I hope you have your stack of serious, sweeping, big book books to read. They are rich indeed. Add this one to your stack – you will not be disappointed.
A rigorous and comprehensive analysis of the evolution of a creative idea
Others have their own reasons for praising this book. Here are two of mine. First, David Kord Murray immediately states his core thesis and then develops it with original (rather than borrowed) brilliance throughout the narrative that follows. Here it is, in composite form: “Ideas are constructed out of other ideas, there are no original thoughts, you can’t make something out of nothing, you have to make it out of something else. It’s the law of cerebral physics. Ideas are born of other ideas, built in and out of the ideas that came before. That’s why I say that brilliance is borrowed…An idea is like a house or a building. Your business problem is the foundation of that house. In other words, you build your idea on a foundation of well-defined problems. Once defined, you borrow ideas from places with a comparable problem…Then, you take these borrowed ideas and start combining them to form the overall structure of your house, to form the structure of your new solution.”
I also admire the scope and depth of primary and secondary sources that Murray cites within the framework of the six steps to innovation. For example, Step One involves defining the problem to be solved. Murray advises that the foundation for solving the problem be on “solid ground” and that the problem is viewed in context (e.g. scope) rather than in isolation.
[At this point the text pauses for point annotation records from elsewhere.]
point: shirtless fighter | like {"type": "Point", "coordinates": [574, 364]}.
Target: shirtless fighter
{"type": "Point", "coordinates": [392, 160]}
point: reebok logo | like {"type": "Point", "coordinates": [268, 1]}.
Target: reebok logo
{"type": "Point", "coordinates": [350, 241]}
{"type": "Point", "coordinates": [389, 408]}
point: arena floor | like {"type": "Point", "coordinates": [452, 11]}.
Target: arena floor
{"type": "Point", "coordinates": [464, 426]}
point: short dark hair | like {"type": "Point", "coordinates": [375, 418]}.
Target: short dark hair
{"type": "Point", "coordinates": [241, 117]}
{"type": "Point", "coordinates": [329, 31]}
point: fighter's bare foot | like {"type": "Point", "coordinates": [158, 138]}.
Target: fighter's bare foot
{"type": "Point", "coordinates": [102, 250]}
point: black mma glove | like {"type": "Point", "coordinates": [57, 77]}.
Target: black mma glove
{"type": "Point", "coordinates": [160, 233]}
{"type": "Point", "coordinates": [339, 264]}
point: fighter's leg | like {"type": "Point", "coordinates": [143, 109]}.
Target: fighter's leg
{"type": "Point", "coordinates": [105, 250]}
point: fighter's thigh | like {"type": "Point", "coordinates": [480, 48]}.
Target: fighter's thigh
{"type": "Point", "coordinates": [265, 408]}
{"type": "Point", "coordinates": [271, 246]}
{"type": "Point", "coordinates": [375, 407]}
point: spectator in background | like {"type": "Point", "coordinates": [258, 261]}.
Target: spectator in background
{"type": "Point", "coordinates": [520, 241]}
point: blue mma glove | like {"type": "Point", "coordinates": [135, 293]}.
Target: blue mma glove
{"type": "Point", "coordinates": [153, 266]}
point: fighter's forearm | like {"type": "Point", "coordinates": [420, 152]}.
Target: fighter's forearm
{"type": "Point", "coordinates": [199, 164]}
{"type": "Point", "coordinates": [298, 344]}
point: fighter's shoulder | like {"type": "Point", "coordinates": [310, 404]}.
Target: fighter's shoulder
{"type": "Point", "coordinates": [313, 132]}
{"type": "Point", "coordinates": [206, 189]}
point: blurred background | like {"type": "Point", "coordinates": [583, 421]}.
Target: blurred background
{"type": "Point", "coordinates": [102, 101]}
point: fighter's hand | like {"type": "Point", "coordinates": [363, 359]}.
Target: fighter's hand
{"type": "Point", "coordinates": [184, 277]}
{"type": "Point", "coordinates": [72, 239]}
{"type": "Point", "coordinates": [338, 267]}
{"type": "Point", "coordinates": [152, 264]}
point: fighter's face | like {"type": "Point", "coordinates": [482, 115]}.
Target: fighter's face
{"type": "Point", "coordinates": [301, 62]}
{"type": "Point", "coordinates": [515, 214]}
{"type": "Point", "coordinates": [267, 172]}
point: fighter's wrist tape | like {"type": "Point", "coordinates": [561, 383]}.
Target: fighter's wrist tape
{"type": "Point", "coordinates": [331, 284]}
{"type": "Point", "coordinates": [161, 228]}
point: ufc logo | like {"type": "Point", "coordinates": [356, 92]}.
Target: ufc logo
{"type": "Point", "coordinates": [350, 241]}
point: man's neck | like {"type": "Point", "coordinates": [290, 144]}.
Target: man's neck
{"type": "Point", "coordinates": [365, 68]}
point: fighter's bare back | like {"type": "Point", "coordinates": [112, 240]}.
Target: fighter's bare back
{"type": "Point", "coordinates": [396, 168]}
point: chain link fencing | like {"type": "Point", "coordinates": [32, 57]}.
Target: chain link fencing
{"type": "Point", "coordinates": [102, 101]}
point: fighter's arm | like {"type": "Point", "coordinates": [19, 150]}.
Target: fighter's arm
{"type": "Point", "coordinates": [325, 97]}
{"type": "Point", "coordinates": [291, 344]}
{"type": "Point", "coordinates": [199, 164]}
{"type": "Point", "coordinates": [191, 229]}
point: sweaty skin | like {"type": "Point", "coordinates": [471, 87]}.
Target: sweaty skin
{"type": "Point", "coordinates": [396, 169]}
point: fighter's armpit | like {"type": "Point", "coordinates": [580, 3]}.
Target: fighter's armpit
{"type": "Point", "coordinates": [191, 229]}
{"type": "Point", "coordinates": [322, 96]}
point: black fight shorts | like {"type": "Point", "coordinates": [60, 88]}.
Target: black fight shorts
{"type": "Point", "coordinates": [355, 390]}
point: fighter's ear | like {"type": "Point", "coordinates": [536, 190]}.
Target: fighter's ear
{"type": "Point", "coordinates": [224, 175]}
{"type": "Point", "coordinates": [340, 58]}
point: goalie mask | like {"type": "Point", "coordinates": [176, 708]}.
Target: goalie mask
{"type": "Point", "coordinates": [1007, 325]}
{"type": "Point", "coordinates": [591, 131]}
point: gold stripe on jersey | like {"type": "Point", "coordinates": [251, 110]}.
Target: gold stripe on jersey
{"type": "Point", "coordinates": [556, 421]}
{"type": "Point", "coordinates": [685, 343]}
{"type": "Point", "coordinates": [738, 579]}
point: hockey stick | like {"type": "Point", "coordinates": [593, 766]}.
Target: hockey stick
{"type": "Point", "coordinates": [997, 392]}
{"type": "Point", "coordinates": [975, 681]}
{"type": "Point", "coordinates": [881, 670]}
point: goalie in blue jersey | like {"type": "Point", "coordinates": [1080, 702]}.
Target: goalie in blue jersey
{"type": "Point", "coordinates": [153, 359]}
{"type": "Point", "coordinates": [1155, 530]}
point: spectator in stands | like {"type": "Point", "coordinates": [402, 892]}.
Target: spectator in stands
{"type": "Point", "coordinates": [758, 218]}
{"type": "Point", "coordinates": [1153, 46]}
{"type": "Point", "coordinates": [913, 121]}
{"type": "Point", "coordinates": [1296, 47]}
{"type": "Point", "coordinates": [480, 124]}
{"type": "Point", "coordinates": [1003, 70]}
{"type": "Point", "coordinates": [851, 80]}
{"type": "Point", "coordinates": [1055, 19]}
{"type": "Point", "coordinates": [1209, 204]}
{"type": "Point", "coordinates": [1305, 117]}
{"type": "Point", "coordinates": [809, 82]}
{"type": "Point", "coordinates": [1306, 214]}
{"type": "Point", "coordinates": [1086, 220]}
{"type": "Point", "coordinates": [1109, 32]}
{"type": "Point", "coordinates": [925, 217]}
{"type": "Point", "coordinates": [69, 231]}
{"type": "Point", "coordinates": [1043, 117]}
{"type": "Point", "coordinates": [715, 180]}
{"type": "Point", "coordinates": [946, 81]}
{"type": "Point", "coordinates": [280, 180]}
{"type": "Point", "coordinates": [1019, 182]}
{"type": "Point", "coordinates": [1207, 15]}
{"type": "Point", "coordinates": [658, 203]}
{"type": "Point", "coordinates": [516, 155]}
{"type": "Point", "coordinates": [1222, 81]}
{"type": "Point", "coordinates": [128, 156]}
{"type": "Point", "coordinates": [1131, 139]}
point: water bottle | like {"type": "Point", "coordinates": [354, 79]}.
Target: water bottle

His sources include Sergey Brin and Larry Page (“the Google Guys”, Isaac Newton, and James Maxwell. If you have a search problem, as Brin and Page once did, ask “Who else has a search problem?” The answer probably includes librarians, rescue teams, sailors, hunters, archeologists, and explorers.
Step Two involves borrowing ideas from wherever there is or has been a similar problem: “borrowing brilliance is the search for ideas” and what Murray calls “creative combinations” are the result of borrowing from competitors, observations, other people, while traveling away from home, from what Murray calls “the opposite place” (i.e. the opposite of what is popular), a similar place, and/or a distant place (e.g. ancient Rome). His sources include Albert Einstein, Bill Gates, and John Nash. They and others used one or more existing idea as material to construct a new idea, one that would then become a new (for now) “creative combination.” That is what Johannes Gutenberg did in the 1440s when he combined materials that already existed: a wine press, an adjustable undertable, movable typeface of lead-based alloy, a matrix (i.e. hand mould), and oil-based ink.
Murray also provides a convincing reassurance to all who claim they are “not creative” that innovation is a never-ending process that, over extended time, it may involve thousands (millions?) of individuals who “build on the ideas of others,” some of whom – many centuries ago — also built on the ideas of others who preceded them. Almost anyone is capable of making a valuable contribution to this process on continuous improvement. The value of some contributions will be greater than others, obviously, but all are essential.
The best recently published account of this process, at least that I am aware of, is provided by William Rosen in his book about the development of steam-driven power, The Most Powerful Idea in the World: A Story of Steam, Industry, and Invention, published by Random House (2010).